En democracia rigen los límites que impone la ley y el derecho de los demás. No “se puede hacer cualquier cosa” como expresó un documento oficial de la Casa Rosada hace pocos días. Apostar por la democracia supone la independencia de un Congreso donde realmente debatan los representantes del pueblo, sin ataduras a la voluntad del presidente. Y supone también la independencia del Poder Judicial, para juzgar dentro de la ley, si es necesario, al presidente.

El lunes, el Consejo de Derechos Humanos respondió con dureza al pedido de apoyo para Cristina Fernández por los fallos judiciales adversos, tratando de justificar el proyecto de juicio político contra la Suprema Corte impulsado por el oficialismo. El organismo exigió, en cambio, que el país “asegure la plena independencia del Poder Judicial y de los fiscales”.

Por cierto, la teoría del “lawfare” que descalifica a la Justicia, a la prensa independiente y a la oposición es incompatible con el estado de derecho. Esa misma hipótesis ideológica - además, garantía de impunidad-  es decisivamente ajena al orden jurídico. Al menos, al de nuestra Constitución nacional.
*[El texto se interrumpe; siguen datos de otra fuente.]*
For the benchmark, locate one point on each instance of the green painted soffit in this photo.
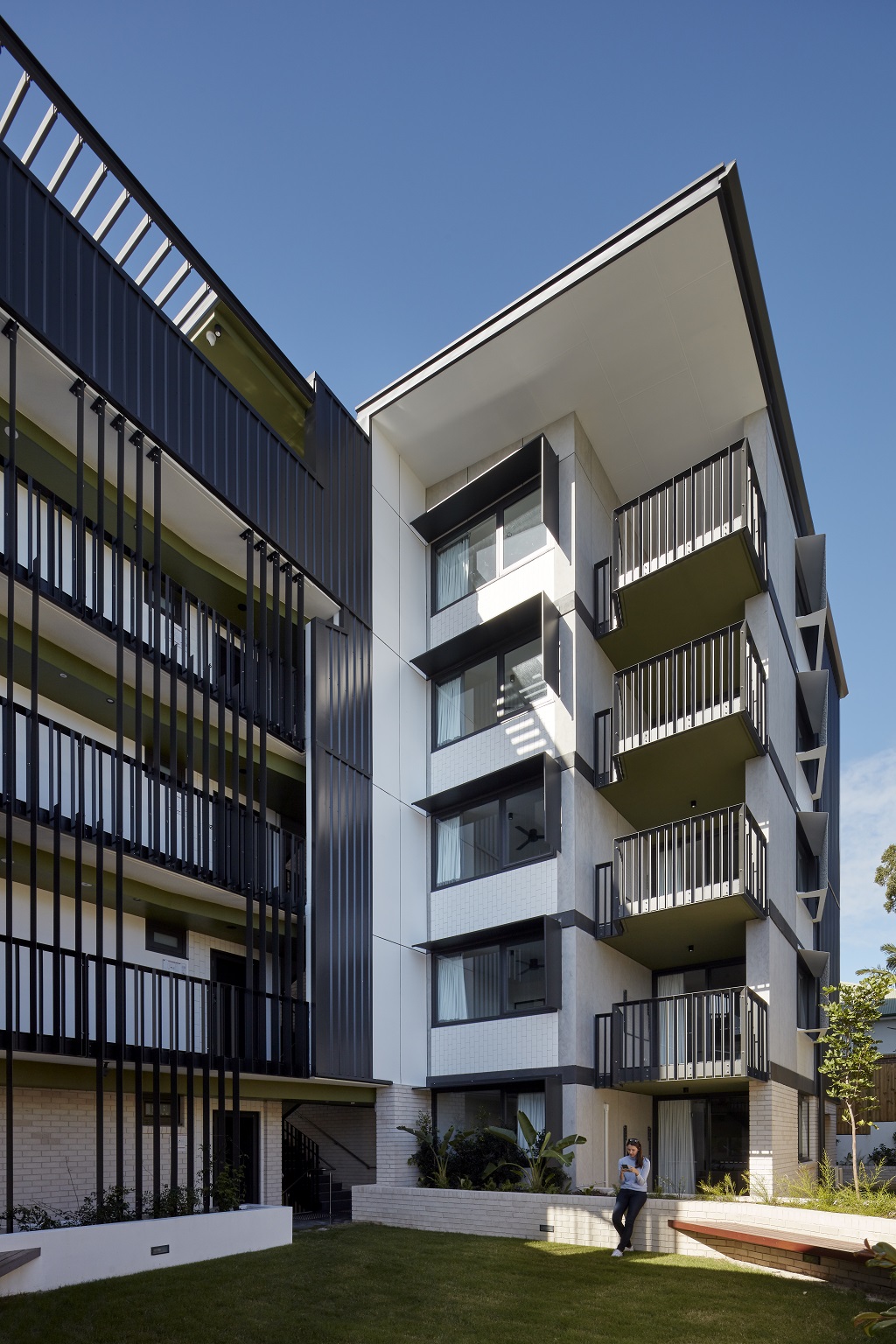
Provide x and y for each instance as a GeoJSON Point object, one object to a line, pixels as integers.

Fernández dijo ayer en la apertura de la VII Cumbre de la Comunidad de Estados Latinoamericanos y del Caribe: "Creemos en la democracia y la democracia está definitivamente en riesgo”. Es cierto, la democracia representativa, republicana y federal está en riesgo, porque la amenaza la vocación por el hiper presidencialismo y la autocracia, la tendencia a censurar y clausurar las opiniones críticas y sobre todo, a forzar la ley y las instituciones para satisfacer apetencias del la elite en el poder.